Vielversprechender Start Ägypten ist mit einigen vielversprechenden Ergebnissen in die Ära Cuper gestartet. Von den vier seitdem absolvierten Pflichtspielen haben die Ägypter drei gewonnen und nur eines verloren. In fünf Freundschaftsspielen feierten sie vier Siege. In der Qualifikation für den CAF Afrikanischen Nationen-Pokal 2017 liegen die Ägypter nach zwei Siegen in den ersten zwei Spielen auf Platz eins. In der Qualifikation für die FIFA Fussball-Weltmeisterschaft Russland 2018™ haben sie die Gruppenphase erreicht. Dabei hatte das Team im Hinspiel gegen Tschad eine überraschende 0:1-Niederlage kassiert. Das Rückspiel entschieden die Ägypter dann aber mit 4:0 klar für sich.

"Die von den Journalisten gern als leicht bezeichneten Gegner gibt es nicht. Wir müssen jedem Team mit Respekt entgegentreten, unabhängig vom Ranglistenplatz und der Geschichte, denn Ägypten hat sich in den letzten Qualifikationen sehr schwer getan und auch in so genannten leichten Spielen Punkte abgegeben", so Cuper.

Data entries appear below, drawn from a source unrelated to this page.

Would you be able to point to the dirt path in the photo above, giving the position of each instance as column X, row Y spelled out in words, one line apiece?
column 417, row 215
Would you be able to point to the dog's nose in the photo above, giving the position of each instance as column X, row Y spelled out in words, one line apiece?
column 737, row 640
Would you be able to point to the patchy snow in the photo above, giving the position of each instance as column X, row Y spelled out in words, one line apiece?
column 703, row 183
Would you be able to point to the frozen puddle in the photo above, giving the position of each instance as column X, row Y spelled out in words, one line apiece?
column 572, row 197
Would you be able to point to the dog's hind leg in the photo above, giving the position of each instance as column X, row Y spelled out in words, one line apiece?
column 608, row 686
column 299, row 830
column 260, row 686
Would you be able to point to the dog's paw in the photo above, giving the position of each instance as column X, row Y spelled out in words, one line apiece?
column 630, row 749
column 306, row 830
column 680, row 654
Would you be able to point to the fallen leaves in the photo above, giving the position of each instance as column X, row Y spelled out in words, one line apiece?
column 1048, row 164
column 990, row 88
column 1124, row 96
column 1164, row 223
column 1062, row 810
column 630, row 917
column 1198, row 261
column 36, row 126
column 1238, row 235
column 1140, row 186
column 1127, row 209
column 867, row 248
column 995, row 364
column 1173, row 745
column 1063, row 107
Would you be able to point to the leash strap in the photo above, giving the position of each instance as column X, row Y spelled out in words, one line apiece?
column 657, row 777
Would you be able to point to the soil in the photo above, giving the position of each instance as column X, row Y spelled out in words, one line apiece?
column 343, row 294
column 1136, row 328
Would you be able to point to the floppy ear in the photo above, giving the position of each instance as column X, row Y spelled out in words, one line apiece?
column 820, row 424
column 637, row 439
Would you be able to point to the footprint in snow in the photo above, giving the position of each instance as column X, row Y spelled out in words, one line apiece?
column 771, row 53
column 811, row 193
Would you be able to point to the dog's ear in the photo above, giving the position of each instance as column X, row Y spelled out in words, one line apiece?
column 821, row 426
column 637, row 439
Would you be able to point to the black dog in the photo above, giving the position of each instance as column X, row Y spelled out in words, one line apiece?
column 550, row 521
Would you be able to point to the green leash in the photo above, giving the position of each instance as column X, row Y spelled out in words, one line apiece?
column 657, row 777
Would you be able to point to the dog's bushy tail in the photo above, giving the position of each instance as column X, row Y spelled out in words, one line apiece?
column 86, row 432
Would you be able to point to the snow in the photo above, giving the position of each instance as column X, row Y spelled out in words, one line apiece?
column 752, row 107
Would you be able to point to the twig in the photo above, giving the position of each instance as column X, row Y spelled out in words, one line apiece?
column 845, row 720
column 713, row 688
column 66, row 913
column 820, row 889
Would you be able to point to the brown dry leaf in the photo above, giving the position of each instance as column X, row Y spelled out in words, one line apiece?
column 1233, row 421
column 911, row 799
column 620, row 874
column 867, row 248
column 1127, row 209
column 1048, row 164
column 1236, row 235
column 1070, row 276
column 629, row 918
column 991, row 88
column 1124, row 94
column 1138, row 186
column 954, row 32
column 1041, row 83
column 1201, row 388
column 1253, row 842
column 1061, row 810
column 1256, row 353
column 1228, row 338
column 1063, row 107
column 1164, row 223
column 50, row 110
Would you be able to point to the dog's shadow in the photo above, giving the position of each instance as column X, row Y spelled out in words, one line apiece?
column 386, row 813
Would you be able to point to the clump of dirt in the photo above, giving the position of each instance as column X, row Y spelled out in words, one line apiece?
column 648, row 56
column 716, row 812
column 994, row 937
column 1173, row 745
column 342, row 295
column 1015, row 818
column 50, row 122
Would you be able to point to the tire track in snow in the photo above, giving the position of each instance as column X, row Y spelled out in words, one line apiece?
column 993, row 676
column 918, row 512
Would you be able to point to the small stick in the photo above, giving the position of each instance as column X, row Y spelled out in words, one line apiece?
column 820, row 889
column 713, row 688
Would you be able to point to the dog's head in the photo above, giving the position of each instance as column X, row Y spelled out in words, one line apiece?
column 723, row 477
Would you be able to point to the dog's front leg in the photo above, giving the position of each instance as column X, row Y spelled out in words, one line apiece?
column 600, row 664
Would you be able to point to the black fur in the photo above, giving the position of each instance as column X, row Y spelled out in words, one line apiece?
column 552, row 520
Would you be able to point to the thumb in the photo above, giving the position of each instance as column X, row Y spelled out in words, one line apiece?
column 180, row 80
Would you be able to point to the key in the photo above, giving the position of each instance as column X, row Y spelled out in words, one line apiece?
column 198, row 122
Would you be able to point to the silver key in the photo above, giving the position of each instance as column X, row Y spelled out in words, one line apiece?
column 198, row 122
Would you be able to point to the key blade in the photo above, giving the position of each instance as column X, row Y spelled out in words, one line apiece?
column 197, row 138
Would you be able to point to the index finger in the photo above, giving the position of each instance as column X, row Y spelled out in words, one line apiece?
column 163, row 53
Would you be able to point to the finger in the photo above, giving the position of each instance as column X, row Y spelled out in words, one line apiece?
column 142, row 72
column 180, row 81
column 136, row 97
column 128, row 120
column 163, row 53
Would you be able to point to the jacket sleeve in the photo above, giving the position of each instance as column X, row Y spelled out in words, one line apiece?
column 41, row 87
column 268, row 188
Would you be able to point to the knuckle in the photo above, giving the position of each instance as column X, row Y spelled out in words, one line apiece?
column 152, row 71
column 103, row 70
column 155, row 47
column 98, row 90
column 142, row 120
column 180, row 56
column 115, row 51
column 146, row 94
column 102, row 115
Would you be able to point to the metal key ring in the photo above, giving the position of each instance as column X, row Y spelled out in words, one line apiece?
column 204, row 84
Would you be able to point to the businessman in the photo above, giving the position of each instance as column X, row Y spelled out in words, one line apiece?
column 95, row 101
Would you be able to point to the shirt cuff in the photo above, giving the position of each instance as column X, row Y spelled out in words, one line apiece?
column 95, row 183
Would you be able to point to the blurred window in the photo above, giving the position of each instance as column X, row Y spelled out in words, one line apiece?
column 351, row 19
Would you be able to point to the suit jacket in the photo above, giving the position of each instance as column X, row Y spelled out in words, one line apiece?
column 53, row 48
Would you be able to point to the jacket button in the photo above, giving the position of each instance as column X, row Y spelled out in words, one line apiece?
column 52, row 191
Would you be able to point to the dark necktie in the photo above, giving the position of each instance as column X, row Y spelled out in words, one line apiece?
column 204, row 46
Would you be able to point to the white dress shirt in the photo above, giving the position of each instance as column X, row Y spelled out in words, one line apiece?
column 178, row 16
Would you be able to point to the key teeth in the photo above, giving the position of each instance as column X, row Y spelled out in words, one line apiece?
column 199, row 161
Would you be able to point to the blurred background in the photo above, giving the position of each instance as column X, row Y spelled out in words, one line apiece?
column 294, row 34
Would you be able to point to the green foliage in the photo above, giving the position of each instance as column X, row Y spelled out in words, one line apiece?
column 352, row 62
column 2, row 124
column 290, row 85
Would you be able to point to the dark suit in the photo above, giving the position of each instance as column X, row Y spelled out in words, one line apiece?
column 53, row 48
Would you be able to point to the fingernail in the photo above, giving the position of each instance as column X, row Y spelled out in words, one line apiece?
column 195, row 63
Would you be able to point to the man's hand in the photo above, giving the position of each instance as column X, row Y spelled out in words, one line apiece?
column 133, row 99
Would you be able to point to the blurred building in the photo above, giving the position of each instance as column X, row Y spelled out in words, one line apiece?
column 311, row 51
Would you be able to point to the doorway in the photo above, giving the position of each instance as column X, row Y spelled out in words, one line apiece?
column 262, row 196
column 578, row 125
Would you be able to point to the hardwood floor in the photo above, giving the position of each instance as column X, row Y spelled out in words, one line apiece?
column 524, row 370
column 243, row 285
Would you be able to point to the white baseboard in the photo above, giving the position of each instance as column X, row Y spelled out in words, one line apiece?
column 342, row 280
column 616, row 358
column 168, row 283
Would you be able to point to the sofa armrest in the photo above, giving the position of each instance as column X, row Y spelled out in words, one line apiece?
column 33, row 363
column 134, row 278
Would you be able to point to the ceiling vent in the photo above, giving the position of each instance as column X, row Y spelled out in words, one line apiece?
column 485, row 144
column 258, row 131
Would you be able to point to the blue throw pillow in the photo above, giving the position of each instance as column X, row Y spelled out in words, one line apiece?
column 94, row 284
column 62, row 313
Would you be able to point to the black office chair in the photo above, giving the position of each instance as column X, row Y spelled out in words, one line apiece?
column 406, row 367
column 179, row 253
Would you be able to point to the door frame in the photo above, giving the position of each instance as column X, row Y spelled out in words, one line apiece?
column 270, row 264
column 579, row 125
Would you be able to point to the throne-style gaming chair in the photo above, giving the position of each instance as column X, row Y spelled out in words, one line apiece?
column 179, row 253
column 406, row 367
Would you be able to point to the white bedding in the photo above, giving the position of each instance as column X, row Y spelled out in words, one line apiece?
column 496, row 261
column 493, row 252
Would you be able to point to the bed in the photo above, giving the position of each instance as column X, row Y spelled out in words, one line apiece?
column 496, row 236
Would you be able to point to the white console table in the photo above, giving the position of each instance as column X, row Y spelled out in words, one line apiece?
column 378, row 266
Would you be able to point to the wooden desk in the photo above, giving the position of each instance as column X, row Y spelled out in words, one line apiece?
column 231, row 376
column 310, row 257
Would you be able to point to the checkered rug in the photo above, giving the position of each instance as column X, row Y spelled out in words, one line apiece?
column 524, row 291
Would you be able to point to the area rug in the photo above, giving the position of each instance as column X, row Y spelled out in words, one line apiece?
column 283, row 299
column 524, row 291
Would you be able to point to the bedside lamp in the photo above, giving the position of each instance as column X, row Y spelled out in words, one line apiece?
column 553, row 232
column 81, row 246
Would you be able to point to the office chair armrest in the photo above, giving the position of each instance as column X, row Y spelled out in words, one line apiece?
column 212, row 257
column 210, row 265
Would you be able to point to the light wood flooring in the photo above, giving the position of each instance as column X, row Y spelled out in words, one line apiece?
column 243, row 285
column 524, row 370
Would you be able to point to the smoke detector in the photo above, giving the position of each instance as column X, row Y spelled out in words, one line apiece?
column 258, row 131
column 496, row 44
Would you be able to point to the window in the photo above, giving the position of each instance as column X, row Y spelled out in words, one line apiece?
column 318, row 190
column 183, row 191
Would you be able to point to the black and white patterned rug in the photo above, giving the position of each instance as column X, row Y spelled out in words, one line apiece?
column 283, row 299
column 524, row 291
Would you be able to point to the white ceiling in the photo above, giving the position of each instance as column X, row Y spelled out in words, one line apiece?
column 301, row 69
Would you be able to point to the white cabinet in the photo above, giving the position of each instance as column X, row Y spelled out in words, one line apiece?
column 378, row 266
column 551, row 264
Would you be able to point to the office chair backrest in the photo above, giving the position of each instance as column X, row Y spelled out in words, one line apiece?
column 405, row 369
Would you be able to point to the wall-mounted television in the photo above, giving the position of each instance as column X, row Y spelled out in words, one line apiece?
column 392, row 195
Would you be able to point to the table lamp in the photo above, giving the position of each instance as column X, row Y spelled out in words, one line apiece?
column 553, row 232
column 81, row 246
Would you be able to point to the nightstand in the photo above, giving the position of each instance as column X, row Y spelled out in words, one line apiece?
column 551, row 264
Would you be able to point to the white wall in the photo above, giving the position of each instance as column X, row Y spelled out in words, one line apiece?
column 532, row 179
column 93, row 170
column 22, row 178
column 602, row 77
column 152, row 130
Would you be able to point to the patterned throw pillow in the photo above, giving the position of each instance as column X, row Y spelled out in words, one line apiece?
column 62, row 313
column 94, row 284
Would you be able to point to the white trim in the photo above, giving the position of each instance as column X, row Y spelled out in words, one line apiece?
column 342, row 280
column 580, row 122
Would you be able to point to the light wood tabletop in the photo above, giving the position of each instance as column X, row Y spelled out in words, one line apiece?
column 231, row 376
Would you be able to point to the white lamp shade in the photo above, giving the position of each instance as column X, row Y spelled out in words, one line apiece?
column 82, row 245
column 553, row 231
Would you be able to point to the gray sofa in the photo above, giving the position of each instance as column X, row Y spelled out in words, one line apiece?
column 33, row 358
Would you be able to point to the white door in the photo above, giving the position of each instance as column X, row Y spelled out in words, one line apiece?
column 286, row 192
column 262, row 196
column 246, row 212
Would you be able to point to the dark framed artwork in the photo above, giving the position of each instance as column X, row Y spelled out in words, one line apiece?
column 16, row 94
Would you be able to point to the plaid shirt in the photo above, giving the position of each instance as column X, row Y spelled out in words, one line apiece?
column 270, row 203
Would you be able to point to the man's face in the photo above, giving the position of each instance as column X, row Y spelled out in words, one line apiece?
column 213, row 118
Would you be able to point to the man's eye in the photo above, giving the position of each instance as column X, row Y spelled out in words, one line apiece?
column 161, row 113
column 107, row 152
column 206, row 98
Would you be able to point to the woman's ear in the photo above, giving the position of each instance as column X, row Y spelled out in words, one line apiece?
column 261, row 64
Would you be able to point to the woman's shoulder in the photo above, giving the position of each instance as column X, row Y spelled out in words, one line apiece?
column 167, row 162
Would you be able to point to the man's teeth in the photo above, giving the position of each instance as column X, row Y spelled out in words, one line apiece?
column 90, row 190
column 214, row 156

Als nächstes stehen für die Ägypter im März zwei Partien gegen Verfolger Nigeria an. Der Tabellenzweite in Gruppe G der Qualifikation für den CAF Afrikanischen Nationen-Pokal hat derzeit vier Punkte auf dem Konto. Wer der nächste Gegner in der WM-Qualifikation sein wird, steht noch nicht fest. "Es wäre gelogen wenn ich sagen würde, dass ich bestimmten Teams bei der WM-Auslosung nicht lieber aus dem Weg gehen würde. Meine Aufgabe besteht allerdings darin, dafür zu sorgen, dass sich Teams wie die Elfenbeinküste Sorgen machen, wenn sie auf uns treffen.

Ich sage meinen Spielern immer wieder, dass sie die Menschen glücklich machen können. Viele Bewohner Ägyptens stehen tagtäglich vor großen Problemen. Viele sind arm, viele sind arbeitslos. Für diese Menschen ist Fussball oft der einzige Grund zur Freude."